[
https://issues.apache.org/jira/browse/PIG-2514?page=com.atlassian.jira.plugin.system.issuetabpanels:comment-tabpanel&focusedCommentId=13214270#comment-13214270
]
Daniel Dai commented on PIG-2514:
---------------------------------
Looks good. Better to change REGEX_EXTRACT_ALL to make it symmetric.
> REGEX_EXTRACT not returning correct group with non greedy regex
> ---------------------------------------------------------------
>
> Key: PIG-2514
> URL: https://issues.apache.org/jira/browse/PIG-2514
> Project: Pig
> Issue Type: Bug
> Components: internal-udfs
> Affects Versions: 0.11
> Reporter: Romain Rigaux
> Assignee: Romain Rigaux
> Priority: Minor
> Fix For: 0.11
>
> Attachments: PIG-2514-doc.patch, PIG-2514.patch
>
>
> Hello,
> REGEX_EXTRACT is using Matcher.find() instead of Matcher.matches() and so
> does not work with some non greedy regular expression.

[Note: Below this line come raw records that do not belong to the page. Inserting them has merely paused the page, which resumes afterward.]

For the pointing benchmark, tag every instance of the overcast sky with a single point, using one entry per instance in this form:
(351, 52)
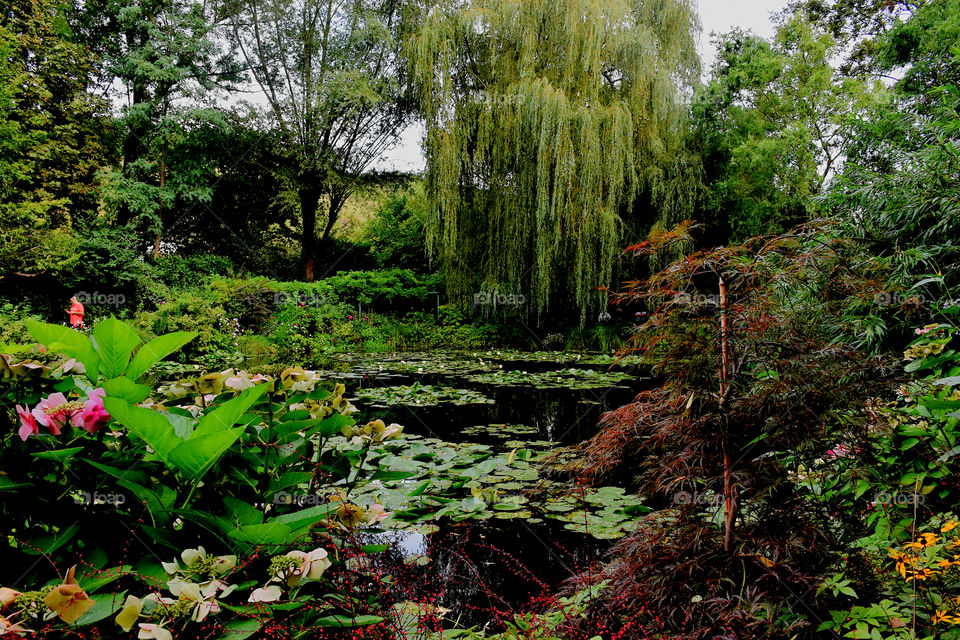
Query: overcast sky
(715, 16)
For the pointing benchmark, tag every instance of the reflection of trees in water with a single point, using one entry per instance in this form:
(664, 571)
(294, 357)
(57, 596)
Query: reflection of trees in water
(484, 572)
(567, 415)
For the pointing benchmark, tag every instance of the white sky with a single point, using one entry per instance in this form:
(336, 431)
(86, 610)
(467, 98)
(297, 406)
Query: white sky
(716, 16)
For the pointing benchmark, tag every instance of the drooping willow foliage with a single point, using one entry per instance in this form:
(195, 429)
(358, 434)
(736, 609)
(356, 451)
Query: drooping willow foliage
(544, 119)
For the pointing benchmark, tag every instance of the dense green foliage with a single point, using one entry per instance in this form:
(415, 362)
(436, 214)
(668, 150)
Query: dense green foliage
(543, 120)
(792, 263)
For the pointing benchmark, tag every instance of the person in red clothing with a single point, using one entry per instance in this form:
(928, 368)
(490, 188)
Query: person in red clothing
(76, 313)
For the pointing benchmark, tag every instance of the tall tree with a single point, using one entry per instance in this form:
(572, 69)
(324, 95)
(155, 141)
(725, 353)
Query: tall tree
(544, 118)
(164, 63)
(51, 138)
(333, 80)
(772, 125)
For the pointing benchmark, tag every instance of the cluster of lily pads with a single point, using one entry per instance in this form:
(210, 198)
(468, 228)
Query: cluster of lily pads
(422, 480)
(563, 378)
(417, 395)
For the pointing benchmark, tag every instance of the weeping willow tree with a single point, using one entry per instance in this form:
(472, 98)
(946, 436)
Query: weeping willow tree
(544, 120)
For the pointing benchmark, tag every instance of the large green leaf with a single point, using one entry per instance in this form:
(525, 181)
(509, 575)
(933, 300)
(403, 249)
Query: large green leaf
(268, 533)
(227, 414)
(64, 340)
(194, 457)
(105, 604)
(126, 389)
(306, 517)
(156, 350)
(115, 342)
(346, 622)
(149, 425)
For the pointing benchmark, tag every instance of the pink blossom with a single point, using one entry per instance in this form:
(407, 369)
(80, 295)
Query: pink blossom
(92, 416)
(54, 412)
(28, 424)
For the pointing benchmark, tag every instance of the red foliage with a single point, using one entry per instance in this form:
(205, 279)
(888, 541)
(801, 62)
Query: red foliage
(753, 347)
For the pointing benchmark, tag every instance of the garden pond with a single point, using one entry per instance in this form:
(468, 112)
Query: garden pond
(484, 520)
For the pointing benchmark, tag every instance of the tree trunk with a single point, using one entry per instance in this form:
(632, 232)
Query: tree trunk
(309, 203)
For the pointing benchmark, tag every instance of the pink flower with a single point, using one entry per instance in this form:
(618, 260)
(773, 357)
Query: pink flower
(28, 424)
(92, 416)
(54, 412)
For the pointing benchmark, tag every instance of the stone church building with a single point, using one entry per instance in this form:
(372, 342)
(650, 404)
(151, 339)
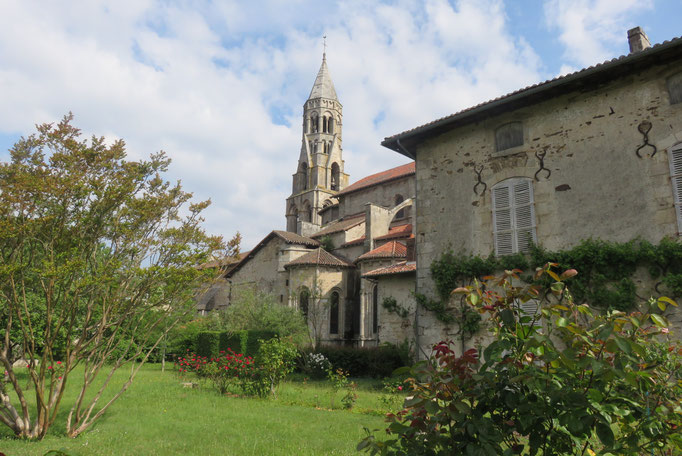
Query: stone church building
(365, 227)
(593, 154)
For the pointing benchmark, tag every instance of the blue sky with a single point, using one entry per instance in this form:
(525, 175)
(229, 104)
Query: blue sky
(220, 85)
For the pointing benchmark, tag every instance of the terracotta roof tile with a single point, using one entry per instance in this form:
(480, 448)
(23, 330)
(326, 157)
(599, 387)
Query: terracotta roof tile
(399, 268)
(379, 178)
(392, 249)
(396, 232)
(341, 225)
(293, 238)
(286, 236)
(358, 241)
(320, 257)
(624, 61)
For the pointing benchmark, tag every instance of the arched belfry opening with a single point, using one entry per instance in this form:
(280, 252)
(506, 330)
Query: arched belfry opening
(303, 184)
(319, 171)
(336, 175)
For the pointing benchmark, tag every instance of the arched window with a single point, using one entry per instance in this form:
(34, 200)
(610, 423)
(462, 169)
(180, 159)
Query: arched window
(334, 313)
(375, 309)
(513, 216)
(304, 176)
(508, 136)
(675, 159)
(674, 83)
(306, 212)
(335, 176)
(303, 304)
(398, 200)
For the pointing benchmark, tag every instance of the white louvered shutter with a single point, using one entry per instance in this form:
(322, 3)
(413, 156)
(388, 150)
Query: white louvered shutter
(513, 216)
(675, 158)
(524, 215)
(530, 308)
(502, 220)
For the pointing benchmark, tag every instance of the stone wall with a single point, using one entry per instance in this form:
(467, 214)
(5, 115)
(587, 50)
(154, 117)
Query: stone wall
(591, 184)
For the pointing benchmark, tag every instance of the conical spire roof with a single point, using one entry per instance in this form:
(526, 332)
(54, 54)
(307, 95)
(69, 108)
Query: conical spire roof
(323, 87)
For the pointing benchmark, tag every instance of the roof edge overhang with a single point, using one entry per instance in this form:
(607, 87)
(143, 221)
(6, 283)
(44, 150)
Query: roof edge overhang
(404, 143)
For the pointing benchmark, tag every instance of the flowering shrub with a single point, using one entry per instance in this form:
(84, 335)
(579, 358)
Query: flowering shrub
(315, 365)
(567, 381)
(227, 369)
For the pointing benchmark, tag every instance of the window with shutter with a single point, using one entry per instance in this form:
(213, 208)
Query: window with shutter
(513, 216)
(675, 158)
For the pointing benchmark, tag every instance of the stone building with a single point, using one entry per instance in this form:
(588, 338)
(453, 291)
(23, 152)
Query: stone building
(365, 228)
(593, 154)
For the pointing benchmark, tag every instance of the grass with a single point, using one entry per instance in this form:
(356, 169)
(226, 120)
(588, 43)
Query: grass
(158, 416)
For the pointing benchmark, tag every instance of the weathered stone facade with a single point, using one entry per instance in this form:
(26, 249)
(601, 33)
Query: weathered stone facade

> Is it the wanted behavior?
> Thanks,
> Romain
> http://docs.oracle.com/javase/1.4.2/docs/api/java/util/regex/Matcher.html
> The matches method attempts to match the entire input sequence against the
> pattern.
> The find method scans the input sequence looking for the next subsequence
> that matches the pattern.
> System.out.println("Pig's way with m.find()");
> String a = "hdfs://mygrid.com/projects/";
> Matcher m = Pattern.compile("(.+?)/?").matcher(a);
> System.out.println(m.find());
> System.out.println(m.group(1));
> System.out.println(m.start());
> System.out.println(m.end());
> System.out.println("\nm.matches()");
> a = "hdfs://mygrid.com/projects/";
> m = Pattern.compile("(.+?)/?").matcher(a);
> System.out.println(m.matches());
> System.out.println(m.group(1));
> System.out.println(m.start());
> System.out.println(m.end());
> System.out.println("\nREGEX_EXTRACT m.find()");
> Tuple t = TupleFactory.getInstance().newTuple();
> t.append(a);
> t.append("(.+?)/?");
> t.append(1);
> System.out.println(new TestPigExtractAll().new REGEX_EXTRACT().exec(t));
--
This message is automatically generated by JIRA.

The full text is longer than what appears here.